There were fireworks at the State Capitol Friday as lawmakers questioned Gov. David Ige and emergency officials over Saturday’s false missile alert.
State House and Senate committees held a joint informational briefing to find out what exactly went wrong during and after a Hawaii Emergency Management Agency worker accidentally sent out a ballistic missile threat alert to cell phones across the state.
HI-EMA has since apologized and said steps are already being taken to prevent the mistake from happening again.
During his line of questioning, Rep. Gene Ward was interrupted by Rep. Gregg Takayama, chair of the House Committee on Public Safety.
Takayama: May I proceed?
Ward: I’m not finished. I’m not finished!
Takayama: The senators are imminently beginning their floor session.
Ward: Chair, point of order, please don’t cut me off.
Takayama: This is an informational briefing, Rep. Ward.
(Lawmakers talk over each other.)
Ward: You’re not being reasonable. You’re not being reasonable! This is a national issue, and you’re not being reasonable.
Ward eventually tossed his microphone onto the table, got up in a huff, and left the room.
Later, he released a statement that said:
“After waiting a week for this hearing to take place, I was not allowed to ask more than one question. After I was cut off on my second question, I walked out of the hearing. I was going to ask General Miyagi if he was still on active duty and this missile alert happened on his watch under his supervision, what would he do as the commander of the unit—would he sack somebody, and would the Generals above him sack or transfer him?

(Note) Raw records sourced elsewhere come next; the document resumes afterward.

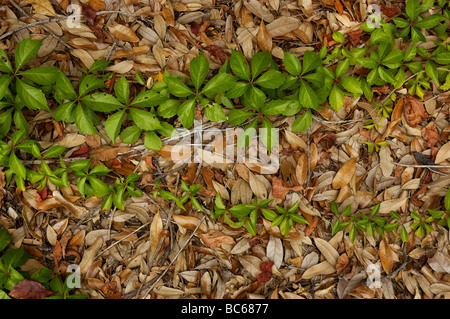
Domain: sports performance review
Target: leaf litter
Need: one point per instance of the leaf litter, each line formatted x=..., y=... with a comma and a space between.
x=154, y=249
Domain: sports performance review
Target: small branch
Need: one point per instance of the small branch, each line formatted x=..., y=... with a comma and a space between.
x=174, y=259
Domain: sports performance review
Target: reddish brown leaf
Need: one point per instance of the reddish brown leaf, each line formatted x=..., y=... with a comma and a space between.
x=414, y=111
x=88, y=12
x=29, y=289
x=83, y=151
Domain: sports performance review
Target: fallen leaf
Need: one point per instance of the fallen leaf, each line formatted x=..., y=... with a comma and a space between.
x=345, y=174
x=29, y=289
x=386, y=256
x=215, y=238
x=122, y=32
x=443, y=153
x=275, y=251
x=264, y=38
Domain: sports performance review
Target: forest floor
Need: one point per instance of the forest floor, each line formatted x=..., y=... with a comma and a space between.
x=154, y=249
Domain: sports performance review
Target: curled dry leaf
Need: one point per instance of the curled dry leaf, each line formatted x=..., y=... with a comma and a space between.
x=443, y=153
x=29, y=289
x=189, y=222
x=324, y=268
x=215, y=238
x=345, y=174
x=328, y=251
x=122, y=32
x=275, y=251
x=386, y=256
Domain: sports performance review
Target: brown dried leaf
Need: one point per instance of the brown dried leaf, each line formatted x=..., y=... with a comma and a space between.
x=189, y=222
x=386, y=256
x=122, y=32
x=264, y=38
x=29, y=289
x=345, y=174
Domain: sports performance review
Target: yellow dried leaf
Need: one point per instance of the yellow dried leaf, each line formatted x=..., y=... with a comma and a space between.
x=345, y=174
x=124, y=33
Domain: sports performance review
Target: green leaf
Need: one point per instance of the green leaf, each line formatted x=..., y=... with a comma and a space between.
x=275, y=107
x=238, y=116
x=412, y=9
x=417, y=36
x=215, y=113
x=298, y=219
x=338, y=37
x=152, y=141
x=430, y=69
x=80, y=165
x=25, y=51
x=186, y=113
x=149, y=98
x=218, y=84
x=83, y=122
x=16, y=166
x=352, y=233
x=89, y=83
x=239, y=65
x=285, y=226
x=144, y=119
x=393, y=59
x=307, y=96
x=199, y=68
x=292, y=64
x=102, y=102
x=5, y=64
x=311, y=61
x=31, y=97
x=100, y=188
x=177, y=88
x=272, y=79
x=99, y=65
x=336, y=98
x=54, y=151
x=5, y=79
x=342, y=68
x=254, y=98
x=430, y=22
x=44, y=75
x=122, y=90
x=303, y=122
x=269, y=136
x=113, y=125
x=351, y=84
x=400, y=22
x=14, y=258
x=386, y=75
x=63, y=88
x=238, y=89
x=260, y=62
x=169, y=108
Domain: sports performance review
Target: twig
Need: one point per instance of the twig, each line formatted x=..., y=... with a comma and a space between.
x=161, y=241
x=174, y=259
x=120, y=240
x=82, y=220
x=43, y=26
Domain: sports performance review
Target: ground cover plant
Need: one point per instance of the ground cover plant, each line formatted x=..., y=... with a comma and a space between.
x=356, y=118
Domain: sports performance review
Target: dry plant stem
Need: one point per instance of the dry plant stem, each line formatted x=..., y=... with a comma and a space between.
x=174, y=259
x=89, y=214
x=43, y=26
x=161, y=241
x=122, y=239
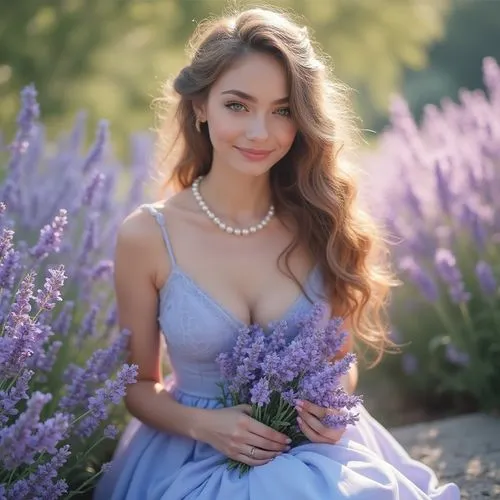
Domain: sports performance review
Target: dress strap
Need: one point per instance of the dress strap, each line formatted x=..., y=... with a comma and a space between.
x=160, y=218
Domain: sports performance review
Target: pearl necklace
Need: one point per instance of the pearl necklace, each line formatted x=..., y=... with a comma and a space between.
x=195, y=187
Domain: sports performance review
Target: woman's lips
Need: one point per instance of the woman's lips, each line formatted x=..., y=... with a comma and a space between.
x=254, y=154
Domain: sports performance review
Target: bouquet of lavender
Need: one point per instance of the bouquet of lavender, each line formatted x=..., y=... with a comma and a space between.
x=270, y=373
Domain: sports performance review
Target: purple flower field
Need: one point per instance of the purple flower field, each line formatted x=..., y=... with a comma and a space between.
x=436, y=187
x=62, y=376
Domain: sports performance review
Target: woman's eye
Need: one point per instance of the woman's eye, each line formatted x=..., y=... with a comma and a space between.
x=235, y=106
x=283, y=111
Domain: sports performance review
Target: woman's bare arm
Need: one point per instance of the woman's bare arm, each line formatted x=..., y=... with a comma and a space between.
x=137, y=299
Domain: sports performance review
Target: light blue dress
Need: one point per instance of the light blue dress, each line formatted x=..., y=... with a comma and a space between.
x=366, y=464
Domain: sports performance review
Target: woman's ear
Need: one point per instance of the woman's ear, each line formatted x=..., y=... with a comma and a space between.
x=199, y=110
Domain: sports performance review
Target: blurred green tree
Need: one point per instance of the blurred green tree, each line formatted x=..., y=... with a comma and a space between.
x=111, y=57
x=472, y=33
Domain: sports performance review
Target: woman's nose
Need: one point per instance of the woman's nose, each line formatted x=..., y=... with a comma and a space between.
x=257, y=129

Maybe the Chair cut me off to not embarrass the General?
“I am disappointed that members were not given the adequate time needed to get our questions fully answered and I urge the respective Committee Chairs to convene another meeting in which the Governor and his Generals can fully be vetted by members of the Legislature.”
Ward said he was also “extremely disappointed” to see Ige leave the briefing early. The governor slipped out after 40 minutes.
Ige’s communications office tells us he “had previously scheduled meetings, courtesy calls and a phone conference. He rescheduled his morning because he wanted to attend the legislative hearing. The rest of his day was packed with appointments, as is the norm.”
The meetings had nothing to do with Saturday’s false alarm.